Privacy Protections Stripped From CISA Bill

Privacy Protections Stripped From CISA Bill

The strongly-disliked Cybersecurity Information Sharing Act (CISA) will most probably become law this week - with language “worse” than originally feared.

The legislation was passed by both the House of Representatives and the Senate, but not without first receiving a significant makeover. The amendments removed most of CISA’s privacy protections. Moreover, the Act was combined into a much larger omnibus bill that Obama is very unlikely to veto.

Legislative analyst Mark Jaycox proffered that, “It looks like a done deal. It’s what we’ve been saying about CISA from the start - this has been couched as a security bill but it’s not.”

Under the original terms of the CISA legislation, companies were to share their customers’ information with federal government departments once it was anonymized. At that point, the government could analyze the data for online threats, while the data-providing companies received legal immunity from prosecution for breaking privacy agreements.

But the proposed bill was amended and the privacy portions were stripped away. As it currently reads, companies do not have to anonymize users’ data before turning it over to the feds. Moreover, the government can use the data for surveillance and for other non-cybercrime activities. Furthermore, even if companies identify security failures, they do not have to report said failures.

Democrat Senator Ron Wyden opined that, “This ‘cybersecurity’ bill was a bad bill when it passed the Senate and it is an even worse bill today.
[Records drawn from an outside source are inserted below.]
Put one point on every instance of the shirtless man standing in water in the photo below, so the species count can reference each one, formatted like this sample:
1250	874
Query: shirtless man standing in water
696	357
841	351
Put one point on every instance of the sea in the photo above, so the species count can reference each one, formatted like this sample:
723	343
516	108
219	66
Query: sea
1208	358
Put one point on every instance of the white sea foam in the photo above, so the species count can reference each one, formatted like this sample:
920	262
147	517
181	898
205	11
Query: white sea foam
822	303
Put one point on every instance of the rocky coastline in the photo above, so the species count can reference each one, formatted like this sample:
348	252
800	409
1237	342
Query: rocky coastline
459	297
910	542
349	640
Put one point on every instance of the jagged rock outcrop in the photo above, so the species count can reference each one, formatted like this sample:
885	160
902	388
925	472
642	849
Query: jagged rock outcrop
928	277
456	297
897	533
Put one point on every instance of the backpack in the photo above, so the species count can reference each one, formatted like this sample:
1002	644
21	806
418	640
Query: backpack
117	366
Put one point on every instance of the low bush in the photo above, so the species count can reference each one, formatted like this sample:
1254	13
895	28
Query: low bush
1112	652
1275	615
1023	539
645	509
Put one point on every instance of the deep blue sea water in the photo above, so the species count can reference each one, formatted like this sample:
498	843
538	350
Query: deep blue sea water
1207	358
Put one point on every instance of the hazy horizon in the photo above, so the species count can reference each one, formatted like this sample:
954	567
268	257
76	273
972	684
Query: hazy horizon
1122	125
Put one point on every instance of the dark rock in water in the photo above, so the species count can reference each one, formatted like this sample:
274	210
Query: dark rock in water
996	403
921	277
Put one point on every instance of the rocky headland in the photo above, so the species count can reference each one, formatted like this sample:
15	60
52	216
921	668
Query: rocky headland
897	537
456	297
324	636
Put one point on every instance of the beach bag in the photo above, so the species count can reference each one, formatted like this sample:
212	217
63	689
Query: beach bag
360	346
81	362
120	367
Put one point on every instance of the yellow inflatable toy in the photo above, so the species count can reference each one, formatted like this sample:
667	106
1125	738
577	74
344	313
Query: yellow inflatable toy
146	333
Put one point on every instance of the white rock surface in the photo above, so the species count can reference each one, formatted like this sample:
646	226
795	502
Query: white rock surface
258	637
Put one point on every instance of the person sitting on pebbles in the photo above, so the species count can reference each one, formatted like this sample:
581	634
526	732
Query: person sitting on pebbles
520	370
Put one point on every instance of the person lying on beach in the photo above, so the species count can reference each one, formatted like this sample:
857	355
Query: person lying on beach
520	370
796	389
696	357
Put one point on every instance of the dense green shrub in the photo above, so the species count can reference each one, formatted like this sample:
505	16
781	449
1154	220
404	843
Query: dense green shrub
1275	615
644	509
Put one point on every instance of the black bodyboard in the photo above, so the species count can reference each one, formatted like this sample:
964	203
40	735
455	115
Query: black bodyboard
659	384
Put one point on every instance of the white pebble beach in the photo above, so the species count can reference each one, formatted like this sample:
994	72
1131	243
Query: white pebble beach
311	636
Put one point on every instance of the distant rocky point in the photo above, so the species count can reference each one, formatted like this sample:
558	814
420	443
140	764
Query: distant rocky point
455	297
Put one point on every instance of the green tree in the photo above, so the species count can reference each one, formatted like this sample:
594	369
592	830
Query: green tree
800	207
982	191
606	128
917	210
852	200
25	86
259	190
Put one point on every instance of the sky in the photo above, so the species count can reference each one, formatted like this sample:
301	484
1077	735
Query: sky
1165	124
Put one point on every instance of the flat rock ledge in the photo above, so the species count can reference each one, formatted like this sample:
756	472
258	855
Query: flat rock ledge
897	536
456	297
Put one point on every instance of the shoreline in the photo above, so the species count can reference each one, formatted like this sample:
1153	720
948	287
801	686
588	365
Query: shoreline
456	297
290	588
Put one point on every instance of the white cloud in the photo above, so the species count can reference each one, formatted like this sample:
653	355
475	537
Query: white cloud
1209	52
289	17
Americans deserve policies that protect both their security and their liberty. This bill fails on both counts. Cybersecurity experts say CISA will do little to prevent major hacks and privacy advocates know that this bill lacks real, meaningful privacy protections.”

The chance to challenge the new changes to CISA before it becomes law is also quite limited since the bill was folded into an omnibus bill that has too much riding on it for Obama to veto.  

Jaycox points out that all hope is not lost and there is still work to be done.

He pointed out that, “We need to work on the further education of Congress; this isn’t the be-all and end-all security bill – there will be others. CISA also has to be implemented by departments, notably the Department of Homeland Security, and we’ll be watching how this is done.”

Traditionally, the most effective way to overcome “bad” laws is to challenge them in the courts. But that approach may not work in the case of CISA. Specifically, the legislation’s language provides that all data handed over to the feds is immune from Freedom of Information Act (FOIA) requests. This provision will make it very difficult for individuals to protect their privacy from intrusion by the government.